Liz – JAY AJAYI. Picking from the 10-12 spot in twelve-team exercises, I’ve been hitting RB hard, nabbing Ajayi and Fournette seemingly back-to-back. My adoration for the rookie in Jacksonville is well documented, but slotting in Ajayi as my RB1 has me smiling bigger than FILA execs after checking Bey’s IG account.

Leading the league in yards-after-contact per attempt last season and managing the fourth most breakaway runs, Ajayi proved to be one of the most powerfully elusive players in the game. Averaging 4.9 YPC against a base front (56.5%) and 5.0 YPC when facing a light front (40.8%), Ajayi should continue to dominate with Jay Cutler under center.

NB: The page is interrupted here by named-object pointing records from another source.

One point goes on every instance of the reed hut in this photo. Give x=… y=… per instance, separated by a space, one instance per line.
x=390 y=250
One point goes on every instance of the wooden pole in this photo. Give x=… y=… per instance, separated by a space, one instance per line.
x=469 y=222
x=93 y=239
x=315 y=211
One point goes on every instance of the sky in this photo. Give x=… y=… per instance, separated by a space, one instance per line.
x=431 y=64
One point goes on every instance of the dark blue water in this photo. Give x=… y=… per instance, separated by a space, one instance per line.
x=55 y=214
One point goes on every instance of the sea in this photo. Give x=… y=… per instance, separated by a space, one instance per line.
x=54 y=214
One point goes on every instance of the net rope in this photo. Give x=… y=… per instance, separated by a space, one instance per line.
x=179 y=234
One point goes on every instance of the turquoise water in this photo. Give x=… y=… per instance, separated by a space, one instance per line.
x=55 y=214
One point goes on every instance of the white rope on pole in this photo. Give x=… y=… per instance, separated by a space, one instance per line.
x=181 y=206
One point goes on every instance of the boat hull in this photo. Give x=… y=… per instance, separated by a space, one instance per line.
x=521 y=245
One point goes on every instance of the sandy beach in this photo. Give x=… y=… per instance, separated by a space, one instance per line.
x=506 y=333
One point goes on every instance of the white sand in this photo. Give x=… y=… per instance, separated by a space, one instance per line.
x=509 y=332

Defenses will have to account for Cutty’s canon in tandem with downfield weapons Davante Parker and Kenny Stills, which should keep lanes relatively open for the team’s 6-foot-tall and 221 pound running back. Ranked inside my top-ten players at the position, Ajayi’s dual-threat ability, in tandem with the lack of depth on the roster, make him a no-brainer selection in the first round.

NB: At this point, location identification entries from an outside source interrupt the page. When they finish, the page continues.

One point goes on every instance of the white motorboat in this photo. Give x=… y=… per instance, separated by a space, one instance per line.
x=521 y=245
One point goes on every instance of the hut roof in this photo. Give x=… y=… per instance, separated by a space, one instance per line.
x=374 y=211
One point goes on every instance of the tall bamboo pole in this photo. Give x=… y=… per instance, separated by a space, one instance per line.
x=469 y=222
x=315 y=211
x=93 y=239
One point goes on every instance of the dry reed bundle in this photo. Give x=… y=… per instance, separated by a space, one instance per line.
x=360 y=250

Brad – TYRELL WILLIAMS. The cold shoulder Williams has received is dumbfounding. With rookie Mike Williams already shelved for the year, the overlooked wideout is set to build on his breakthrough 2016 (69-1059-7, WR22). In that out-of-left-field campaign, he finished No. 8 in yards after catch, No. 11 in contested catch rate and No. 12 in red-zone receptions. Yes, Keenan Allen and his jelly knees are back in the mix and Hunter Henry’s presence is expected to grow, but Williams should entice 21-23 percent of the targets share. A more versatile version of his predecessor Malcom Floyd, he’s a bargain buy at his mid-80s ADP (86.7, WR41), a weapon who could easily match or exceed last year’s production. Based on the above info, I strongly feel I’ve rooked the competition by consistently grabbing him in Rounds 8-9.

Cleveland coaches have tossed out numerous superlatives to describe Duke Johnson’s summer performance. Assign a PERCENTAGE CHANCE the RB leads the NFL in receptions.

Liz – 5 PERCENT. It’s entirely certain that Johnson will exist as the Browns’ slot receiver, with Corey Coleman and Kenny Britt manning the outside. However, he’ll have to average more than 6.5 catches per contest for an entire sixteen-week season to top 104 grabs. For reference, similarly skilled Theo Riddick averaged 5.5 receptions per start last year. It’s not impossible, but Hue Jackson is also never going to put the ball in the air as frequently as Jim Bob Cooter.

A running backs specialist, Jackson has never been either the offensive coordinator or head coach of a team that closed out a season among the top-ten in terms of pass attempts. With uncertainty and youth under center, the Browns figure to be a run-first operation again in 2017. Johnson is likely to surpass his 61 catch floor, but I’d be shocked if he tops 70 receptions by winter’s end.

Brad – 17 PERCENT. David Johnson and Le’Veon Bell are the odds on favorites to take the RB receptions crown, but Duke is in the Danny Woodhead-Bilal Powell-Christian McCaffrey-Theo Riddick tier of dark horses. He’s explosive, elusive and deceptively powerful, a player overshadowed by Isaiah Crowell. Not convinced? Gaze at his secondary profile from last year and a number of stats jump off the screen. He ranked top-five in breakaway run rate, yards after contact per touch and juke rate. If coaching staff claims he’s set for an increased role come to fruition and his opportunity share upticks from 35 to 40-45 percent, he has a true shot at 70 catches. Keep in mind Cleveland will face several negative game scripts once again. He likely won’t set the position pace, but he’s a much cheaper version of Woodhead (102.1 ADP vs. 64.8) capable of 1,000 combined yards with 3-5 TDs.

Dalton – 15 PERCENT. I’m guessing this means leading in receptions among running backs, because otherwise I’d give Johnson a less than one percent chance. He’s averaged 57 catches during his two years in the league, and it sure sounds like Cleveland plans on expanding his role in 2017. Isaiah Crowell is very solid, but the Browns are going to be playing from behind the vast majority of the time, and Johnson had just two drops on 74 targets last season. He also finished No. 2 in JUKE RATE among all backs in the league. So he definitely has a chance, but it’s tough to go much higher than 15 percent against the field.